The Nikkei 225 index fell 85.31 points to 14,585.64 at the start.
The benchmark index achieved its longest winning streak of the year Wednesday, allowing room for profit-taking, said Nomura Securities equity market strategist Junichi Wako.
The upcoming US purchasing managers index for manufacturing activity, due out on Monday next week, will be the next important indicator to watch, he said.
"Stronger US data may help lift interest rates, the dollar, and eventually push Japan shares higher," he told Dow Jones Newswires.
A weaker yen is positive for Japanese exporters as it makes them more competitive abroad and increases repatriated profits.
The euro fell against the yen and dollar on Wednesday on expectations that the European Central Bank will take more monetary easing steps at a policy meeting next week.

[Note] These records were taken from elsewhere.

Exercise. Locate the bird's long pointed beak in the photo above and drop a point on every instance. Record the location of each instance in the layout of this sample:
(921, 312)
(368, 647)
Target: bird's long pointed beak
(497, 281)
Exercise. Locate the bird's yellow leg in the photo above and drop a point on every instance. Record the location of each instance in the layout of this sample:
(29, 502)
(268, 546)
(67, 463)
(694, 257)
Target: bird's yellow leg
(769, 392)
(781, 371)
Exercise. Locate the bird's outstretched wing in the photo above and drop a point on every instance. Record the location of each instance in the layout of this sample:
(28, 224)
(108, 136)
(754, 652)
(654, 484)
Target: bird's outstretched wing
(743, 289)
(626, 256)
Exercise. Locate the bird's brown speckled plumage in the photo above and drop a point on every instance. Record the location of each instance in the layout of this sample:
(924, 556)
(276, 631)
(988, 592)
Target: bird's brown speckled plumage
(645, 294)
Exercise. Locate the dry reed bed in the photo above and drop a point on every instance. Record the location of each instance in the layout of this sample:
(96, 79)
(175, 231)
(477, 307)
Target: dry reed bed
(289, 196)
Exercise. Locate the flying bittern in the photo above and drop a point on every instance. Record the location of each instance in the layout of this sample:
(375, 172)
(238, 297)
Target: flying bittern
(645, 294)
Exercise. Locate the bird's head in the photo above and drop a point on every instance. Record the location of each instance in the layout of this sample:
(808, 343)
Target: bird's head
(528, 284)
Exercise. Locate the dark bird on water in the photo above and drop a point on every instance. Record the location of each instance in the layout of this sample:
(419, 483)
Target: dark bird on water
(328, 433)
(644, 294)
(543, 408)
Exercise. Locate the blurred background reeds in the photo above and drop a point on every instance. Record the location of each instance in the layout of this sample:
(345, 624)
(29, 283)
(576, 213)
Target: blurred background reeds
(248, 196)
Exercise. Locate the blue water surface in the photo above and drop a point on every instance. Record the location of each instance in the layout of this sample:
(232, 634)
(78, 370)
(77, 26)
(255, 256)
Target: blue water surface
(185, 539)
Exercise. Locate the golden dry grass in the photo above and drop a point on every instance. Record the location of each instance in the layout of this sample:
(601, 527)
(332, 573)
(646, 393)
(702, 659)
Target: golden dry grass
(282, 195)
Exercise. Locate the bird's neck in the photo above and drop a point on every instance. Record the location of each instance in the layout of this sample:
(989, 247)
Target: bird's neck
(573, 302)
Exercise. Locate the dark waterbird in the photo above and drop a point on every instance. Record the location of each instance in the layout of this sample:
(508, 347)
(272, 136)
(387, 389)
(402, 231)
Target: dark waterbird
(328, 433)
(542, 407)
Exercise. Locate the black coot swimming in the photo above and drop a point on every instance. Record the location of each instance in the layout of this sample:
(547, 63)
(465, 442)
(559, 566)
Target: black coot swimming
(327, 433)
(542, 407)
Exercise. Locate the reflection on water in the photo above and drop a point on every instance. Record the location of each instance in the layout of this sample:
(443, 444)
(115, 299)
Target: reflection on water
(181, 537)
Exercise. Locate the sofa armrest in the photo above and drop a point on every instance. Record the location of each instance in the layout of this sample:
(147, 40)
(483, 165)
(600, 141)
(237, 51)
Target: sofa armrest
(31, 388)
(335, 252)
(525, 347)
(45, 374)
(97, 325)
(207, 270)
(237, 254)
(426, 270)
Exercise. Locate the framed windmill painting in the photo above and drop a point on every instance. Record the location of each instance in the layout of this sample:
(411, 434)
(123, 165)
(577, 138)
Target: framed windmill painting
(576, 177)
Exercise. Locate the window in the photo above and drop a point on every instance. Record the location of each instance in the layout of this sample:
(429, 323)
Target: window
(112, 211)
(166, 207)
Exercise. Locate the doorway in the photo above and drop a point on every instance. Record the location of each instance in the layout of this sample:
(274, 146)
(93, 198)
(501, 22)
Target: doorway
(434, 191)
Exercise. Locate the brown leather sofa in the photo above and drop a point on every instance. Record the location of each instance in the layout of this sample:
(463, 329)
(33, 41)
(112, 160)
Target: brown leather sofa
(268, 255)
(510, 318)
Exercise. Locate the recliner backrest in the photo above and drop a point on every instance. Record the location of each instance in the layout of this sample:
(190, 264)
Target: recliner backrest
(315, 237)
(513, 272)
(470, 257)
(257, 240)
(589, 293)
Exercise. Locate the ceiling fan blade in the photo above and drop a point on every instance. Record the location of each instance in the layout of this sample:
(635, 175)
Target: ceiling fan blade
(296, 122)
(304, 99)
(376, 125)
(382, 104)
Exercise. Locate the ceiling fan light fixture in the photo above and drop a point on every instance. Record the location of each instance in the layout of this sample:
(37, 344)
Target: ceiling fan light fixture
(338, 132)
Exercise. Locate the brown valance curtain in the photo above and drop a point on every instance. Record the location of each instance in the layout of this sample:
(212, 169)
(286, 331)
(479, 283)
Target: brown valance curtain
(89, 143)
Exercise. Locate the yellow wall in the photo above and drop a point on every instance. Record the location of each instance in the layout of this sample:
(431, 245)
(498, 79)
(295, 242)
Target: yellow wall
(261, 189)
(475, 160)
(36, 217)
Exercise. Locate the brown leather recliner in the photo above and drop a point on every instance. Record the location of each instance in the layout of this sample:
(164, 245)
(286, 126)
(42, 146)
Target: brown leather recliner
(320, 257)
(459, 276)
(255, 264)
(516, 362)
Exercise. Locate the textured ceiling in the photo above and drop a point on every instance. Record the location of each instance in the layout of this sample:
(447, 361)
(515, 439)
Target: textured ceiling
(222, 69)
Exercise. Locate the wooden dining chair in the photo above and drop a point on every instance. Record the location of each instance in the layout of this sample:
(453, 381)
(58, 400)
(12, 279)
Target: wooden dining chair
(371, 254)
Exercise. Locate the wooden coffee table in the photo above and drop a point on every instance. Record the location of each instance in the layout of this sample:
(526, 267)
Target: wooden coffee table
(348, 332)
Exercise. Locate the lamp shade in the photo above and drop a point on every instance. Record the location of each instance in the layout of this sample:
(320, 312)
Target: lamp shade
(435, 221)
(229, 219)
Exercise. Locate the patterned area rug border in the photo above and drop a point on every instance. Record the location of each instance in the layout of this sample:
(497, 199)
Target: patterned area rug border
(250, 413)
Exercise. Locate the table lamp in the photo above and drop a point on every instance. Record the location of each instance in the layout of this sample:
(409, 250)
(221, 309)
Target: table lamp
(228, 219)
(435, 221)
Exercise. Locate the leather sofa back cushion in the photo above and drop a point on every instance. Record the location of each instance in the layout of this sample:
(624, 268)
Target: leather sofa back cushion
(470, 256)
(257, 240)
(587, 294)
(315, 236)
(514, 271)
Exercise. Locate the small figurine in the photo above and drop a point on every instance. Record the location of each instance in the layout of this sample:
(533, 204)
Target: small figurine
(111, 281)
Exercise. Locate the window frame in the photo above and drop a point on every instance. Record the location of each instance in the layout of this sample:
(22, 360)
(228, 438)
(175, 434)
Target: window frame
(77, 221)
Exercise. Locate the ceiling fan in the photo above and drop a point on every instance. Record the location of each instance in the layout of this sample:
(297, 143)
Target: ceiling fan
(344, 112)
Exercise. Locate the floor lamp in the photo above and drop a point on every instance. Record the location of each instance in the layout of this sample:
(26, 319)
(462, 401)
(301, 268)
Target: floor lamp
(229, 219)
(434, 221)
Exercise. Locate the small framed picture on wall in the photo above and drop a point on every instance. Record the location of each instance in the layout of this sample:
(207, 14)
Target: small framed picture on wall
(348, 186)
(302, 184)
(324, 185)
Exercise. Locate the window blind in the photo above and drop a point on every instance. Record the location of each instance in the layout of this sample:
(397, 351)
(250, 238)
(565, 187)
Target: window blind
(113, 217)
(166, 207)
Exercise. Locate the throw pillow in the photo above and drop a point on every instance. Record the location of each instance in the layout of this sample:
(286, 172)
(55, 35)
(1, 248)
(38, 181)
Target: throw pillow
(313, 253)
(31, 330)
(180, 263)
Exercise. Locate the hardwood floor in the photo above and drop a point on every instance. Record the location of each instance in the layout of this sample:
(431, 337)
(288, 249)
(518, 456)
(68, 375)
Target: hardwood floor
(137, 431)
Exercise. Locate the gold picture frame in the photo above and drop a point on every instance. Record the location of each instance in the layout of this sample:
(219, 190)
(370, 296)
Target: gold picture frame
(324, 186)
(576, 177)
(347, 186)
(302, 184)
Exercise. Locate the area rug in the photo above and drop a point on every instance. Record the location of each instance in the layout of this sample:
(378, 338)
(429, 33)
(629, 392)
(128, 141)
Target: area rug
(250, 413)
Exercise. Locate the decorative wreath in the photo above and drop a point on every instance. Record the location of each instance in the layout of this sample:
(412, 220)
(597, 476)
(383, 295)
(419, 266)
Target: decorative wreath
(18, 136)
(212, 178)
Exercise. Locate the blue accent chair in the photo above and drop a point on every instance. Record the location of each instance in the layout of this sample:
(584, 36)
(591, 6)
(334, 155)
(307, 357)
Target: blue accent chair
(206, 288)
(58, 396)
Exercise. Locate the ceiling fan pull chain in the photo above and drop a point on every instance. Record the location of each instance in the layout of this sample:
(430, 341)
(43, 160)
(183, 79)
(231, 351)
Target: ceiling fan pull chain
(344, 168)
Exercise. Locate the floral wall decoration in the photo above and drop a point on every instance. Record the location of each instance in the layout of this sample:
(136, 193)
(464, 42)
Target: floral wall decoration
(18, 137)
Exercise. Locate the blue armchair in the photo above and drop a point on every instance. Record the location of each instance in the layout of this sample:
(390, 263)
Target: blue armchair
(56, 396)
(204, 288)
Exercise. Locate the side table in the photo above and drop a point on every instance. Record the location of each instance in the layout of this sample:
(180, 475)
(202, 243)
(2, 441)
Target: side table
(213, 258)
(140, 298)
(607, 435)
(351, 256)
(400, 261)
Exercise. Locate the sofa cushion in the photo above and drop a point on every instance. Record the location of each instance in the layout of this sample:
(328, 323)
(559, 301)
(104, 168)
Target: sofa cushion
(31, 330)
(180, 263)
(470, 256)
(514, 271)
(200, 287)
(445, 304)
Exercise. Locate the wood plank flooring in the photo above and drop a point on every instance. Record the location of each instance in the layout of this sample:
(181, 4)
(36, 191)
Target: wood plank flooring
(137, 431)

The euro fell to 138.31 yen early Thursday, down from 138.40 yen in New York Wednesday afternoon and 138.96 yen in Tokyo earlier Wednesday.
The single European currency fetched US$1.3591 Thursday morning against US$1.3590 in US trade Wednesday.
The dollar eased to 101.74 yen from 101.84 yen in New York.
Wall Street stocks Wednesday finished lower following mixed earnings reports.
The Dow Jones Industrial Average fell 0.25 per cent to 16,633.18. The broad-based S&P 500 dipped 0.11 per cent to 1,909.78, snapping a two-day streak of record closes.